Mme Beate Klarsfeld, Ambassadrice honoraire et envoyée spéciale de l’UNESCO pour l’enseignement de l’Holocauste et la prévention des génocides, s’est rendue au Burundi ce lundi pour y délivrer un appel à la paix, au dialogue et à la réconciliation. Mme Beate Klarsfeld devra y rencontrer au cours de la semaine des responsables politiques et des représentants de la société civile, en particulier des jeunes. Elle y a fait la déclaration suivante :

Ambassadrice honoraire et envoyée spéciale de l'Unesco pour l’enseignement de l’Holocauste et  pour la prévention du génocide, je me rends au Burundi, pays dont la population a déjà tant souffert de guerres civiles, pour y lancer avant tout un appel angoissé au respect de la vie humaine.

La crise politique que traverse le Burundi pourrait dégénérer en une catastrophe humanitaire. Les massacres qui ont été perpétrés en 2015 font présager le pire. Le dialogue déjà entamé entre toutes les parties, préconisé par l'Union Africaine, les Nations Unies, l'Union Européenne et tous les partenaires au développement du Burundi, reste la seule solution possible pouvant ramener la paix et l’entente entre toutes les populations de ce pays.  

Le conflit en cours compromet l’éducation et le futur des milliers d’enfants, de jeunes et de femmes victimes des crimes et violences perpétrés au quotidien, notamment ceux d’entre eux qui sont déplacés ou réfugiés à l’étranger, la plupart du temps dans des conditions de grande précarité. 

J’en appelle d’abord à la jeunesse, qui compose la grande majorité de la population burundaise.
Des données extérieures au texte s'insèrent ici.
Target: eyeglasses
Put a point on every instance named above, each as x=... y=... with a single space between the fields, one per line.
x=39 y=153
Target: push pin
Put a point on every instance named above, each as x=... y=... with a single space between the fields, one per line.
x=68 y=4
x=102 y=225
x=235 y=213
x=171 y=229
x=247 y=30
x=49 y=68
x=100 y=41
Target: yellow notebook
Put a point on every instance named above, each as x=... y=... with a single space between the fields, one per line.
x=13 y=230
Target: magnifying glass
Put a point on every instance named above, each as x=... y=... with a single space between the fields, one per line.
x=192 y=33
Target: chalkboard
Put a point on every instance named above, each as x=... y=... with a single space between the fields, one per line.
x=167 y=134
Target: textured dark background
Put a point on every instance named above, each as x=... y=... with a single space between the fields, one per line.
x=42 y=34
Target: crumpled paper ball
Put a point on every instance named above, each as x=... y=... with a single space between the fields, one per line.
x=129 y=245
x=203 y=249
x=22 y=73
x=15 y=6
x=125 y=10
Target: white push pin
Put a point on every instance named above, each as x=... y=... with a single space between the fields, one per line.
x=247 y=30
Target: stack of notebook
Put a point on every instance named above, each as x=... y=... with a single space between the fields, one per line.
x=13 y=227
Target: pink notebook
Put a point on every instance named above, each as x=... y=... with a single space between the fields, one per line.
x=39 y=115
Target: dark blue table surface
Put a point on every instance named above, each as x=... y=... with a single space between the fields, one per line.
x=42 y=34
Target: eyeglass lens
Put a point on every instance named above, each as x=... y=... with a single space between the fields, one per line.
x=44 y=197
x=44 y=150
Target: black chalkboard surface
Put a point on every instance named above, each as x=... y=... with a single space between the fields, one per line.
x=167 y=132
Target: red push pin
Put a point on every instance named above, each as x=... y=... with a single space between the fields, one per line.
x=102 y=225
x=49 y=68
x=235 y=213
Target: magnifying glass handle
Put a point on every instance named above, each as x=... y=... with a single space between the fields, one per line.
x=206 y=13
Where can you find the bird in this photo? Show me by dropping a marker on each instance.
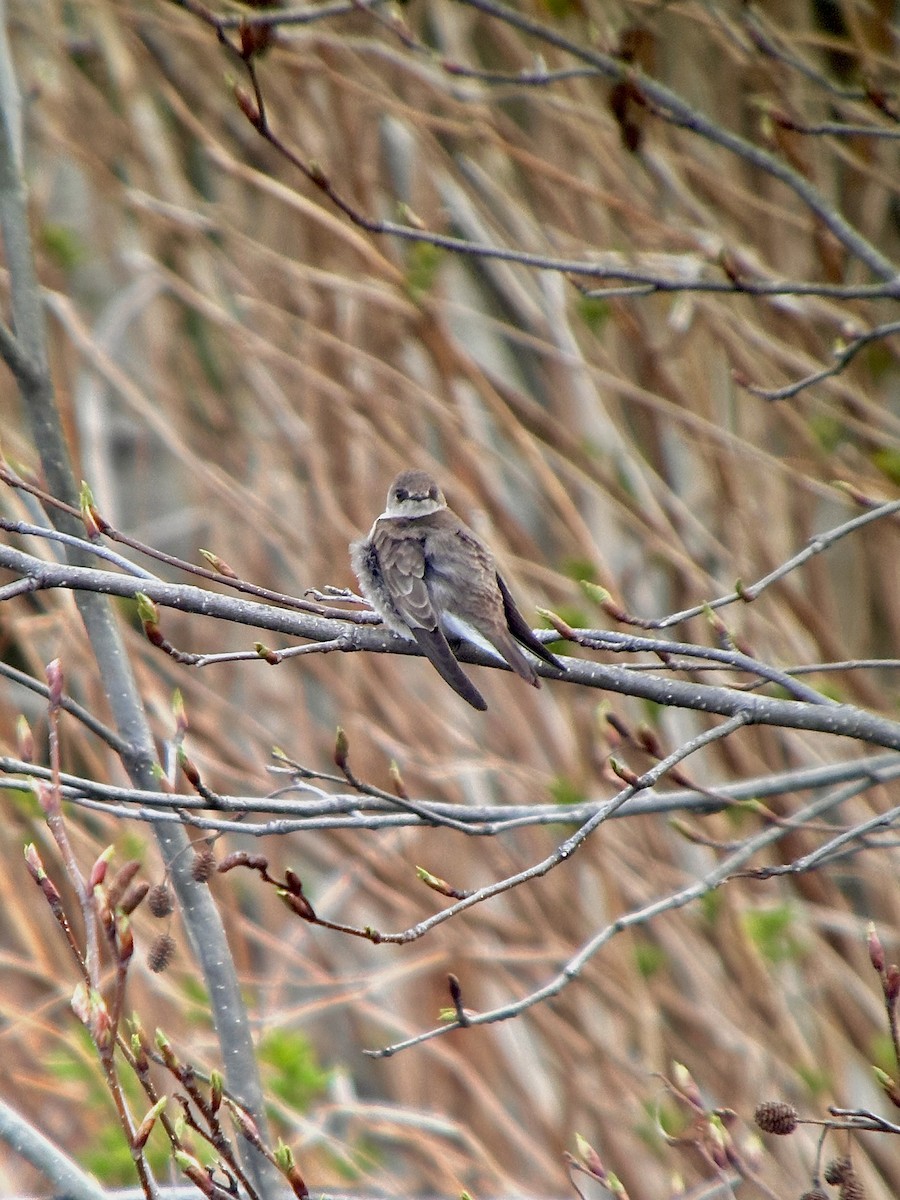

En un temps troublé où leur pays replonge dans la violence, ils doivent faire le choix de la paix et du dialogue pour que ne se répètent pas les horreurs du passé dont le Burundi a déjà tant souffert. 

Nous en appelons à la reprise des négociations internes pour permettre la réconciliation, l’unité nationale et pour mettre fin le plus rapidement possible aux tueries aveugles, aux assassinats ciblés, aux coups de force et à la multiplication des crimes à caractère ethnique. La paix interne exige des sacrifices politiques de part et d’autre pour mettre fin au cercle de la violence et parvenir à un règlement équitable du conflit.